I began to look forward to going to church. I loved the music. I longed to be like Sister Lucia, beating along in time with her jangling tambourine, her red and white ribbons flying from it. My eyes closed in rapture as I sang about a wonderful treasure God gave without measure; we are travelling together, my Bible and I. One day, I vowed, I would own my very own tambourine.
The God of the Church of the Felicitous Tidings seemed like someone who actually cared. For the first time in as long as I could remember, I prayed for something other than dark skin; I prayed for a tambourine of my own. I imagined that I would adorn it in my favourite colours, in purple and orange ribbons. I fantasised about playing it with the expert flicks that Sister Lucia gave.

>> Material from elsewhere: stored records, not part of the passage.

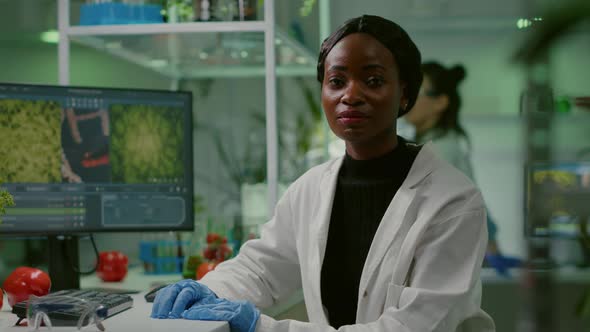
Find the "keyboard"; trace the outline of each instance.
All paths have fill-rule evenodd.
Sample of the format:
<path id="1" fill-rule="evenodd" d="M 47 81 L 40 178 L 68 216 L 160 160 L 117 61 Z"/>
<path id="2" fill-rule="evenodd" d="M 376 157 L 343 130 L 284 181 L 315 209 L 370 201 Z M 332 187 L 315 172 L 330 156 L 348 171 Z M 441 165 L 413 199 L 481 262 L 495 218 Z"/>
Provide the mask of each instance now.
<path id="1" fill-rule="evenodd" d="M 102 304 L 107 309 L 107 318 L 125 311 L 133 306 L 133 299 L 129 295 L 101 292 L 96 290 L 62 290 L 46 296 L 71 296 Z M 66 303 L 67 304 L 67 303 Z M 27 318 L 27 301 L 16 303 L 12 313 L 19 319 Z M 54 326 L 76 325 L 82 313 L 76 308 L 51 312 L 49 318 Z"/>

When the frenzy took them, the women in the church dropped their tambourines, and raised their voices to speak in a babble that they called ‘tongues’, a large wall of nonsense that seemed to rise from the congregation and make its way to heaven. After only two weeks at this church, my mother, too, started to speak in tongues. Her tongues had to manifest in a special way. She took to fainting and falling about on the floor.
For all the falling she and the other women did, and it was only ever the women, she never exposed her underwear, and even though she shook violently, the Holy Spirit very chastely confined his visits above the waist, and never once caught her in spiritual disarray.

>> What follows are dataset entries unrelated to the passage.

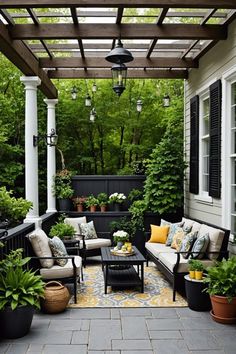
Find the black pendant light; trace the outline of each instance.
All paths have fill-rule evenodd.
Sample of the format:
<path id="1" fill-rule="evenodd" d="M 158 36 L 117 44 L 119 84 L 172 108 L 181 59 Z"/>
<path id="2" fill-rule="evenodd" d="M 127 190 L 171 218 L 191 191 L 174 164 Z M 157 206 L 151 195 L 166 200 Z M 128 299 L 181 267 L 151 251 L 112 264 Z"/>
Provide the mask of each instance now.
<path id="1" fill-rule="evenodd" d="M 125 90 L 127 67 L 125 64 L 114 64 L 111 68 L 112 71 L 112 88 L 115 93 L 120 96 Z"/>
<path id="2" fill-rule="evenodd" d="M 110 51 L 110 53 L 105 58 L 107 61 L 115 64 L 123 64 L 128 63 L 134 60 L 133 55 L 130 53 L 128 49 L 123 48 L 123 44 L 121 40 L 117 40 L 117 44 L 114 49 Z"/>

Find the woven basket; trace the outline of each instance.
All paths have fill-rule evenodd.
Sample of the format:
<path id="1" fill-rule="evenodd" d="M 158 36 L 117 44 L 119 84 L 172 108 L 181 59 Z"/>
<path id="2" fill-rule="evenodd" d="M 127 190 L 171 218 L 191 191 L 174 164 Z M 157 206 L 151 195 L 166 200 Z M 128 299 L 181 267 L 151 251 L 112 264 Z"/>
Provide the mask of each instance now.
<path id="1" fill-rule="evenodd" d="M 59 313 L 65 310 L 70 294 L 66 286 L 52 280 L 45 284 L 45 298 L 41 300 L 41 309 L 46 313 Z"/>

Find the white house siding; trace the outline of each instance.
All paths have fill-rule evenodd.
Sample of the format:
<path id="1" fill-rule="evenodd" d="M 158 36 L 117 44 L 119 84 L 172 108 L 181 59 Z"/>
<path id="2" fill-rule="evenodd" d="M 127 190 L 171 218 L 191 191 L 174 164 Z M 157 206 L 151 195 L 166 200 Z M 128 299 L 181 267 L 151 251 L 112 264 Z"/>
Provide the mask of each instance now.
<path id="1" fill-rule="evenodd" d="M 190 152 L 190 99 L 198 94 L 203 88 L 210 86 L 214 81 L 222 79 L 222 75 L 233 66 L 236 66 L 236 21 L 234 21 L 228 28 L 228 39 L 219 42 L 203 58 L 201 58 L 199 61 L 199 68 L 191 69 L 189 79 L 186 80 L 185 154 L 187 163 L 189 163 Z M 223 144 L 224 141 L 221 141 L 221 146 Z M 213 199 L 212 203 L 198 201 L 194 194 L 189 193 L 189 169 L 186 171 L 186 178 L 185 214 L 219 226 L 227 226 L 222 225 L 222 195 L 221 199 Z M 221 188 L 221 194 L 223 191 L 224 188 Z"/>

Her tonguespeak and falling fits established my mother as a stalwart of the Church of the Felicitous Tidings of the New Gospel. It was at this church that the momentous event in my mother’s life happened. It was here that she received the prophecy that led directly to my sale.

The world outside comes to us through the snatches of conversations that we overhear from the guards, and through the news from visitors. The big news at the moment is the coming election. Loveness told me that all the guards have been attending meetings at which they have been instructed how to vote. But to hear them, you would not know that an election is coming. The guards are much more exercised about hairstyles and clothes, and the everyday things that happen to them, than they are about the election.
I overheard Patience and Mathilda talk about a funeral that Patience had attended at the weekend. ‘They tussled at the graveside, can you imagine. They fought until he fell in and smashed his head on the coffin, and just like that he was deceased. I have never seen such boomshit. We were all in mayhem.’
I sometimes wish it were Patience, and not Loveness, who had taken such a shine to me. Her stories are so outlandish that I think the newspapers must use her as their regular source. ‘There was mayhem at a grave in Warren Hills when mourners fought at the graveside.’ ‘There was pandemonium in Warren Hills when mourners fought one another and one cracked his head on the coffin.’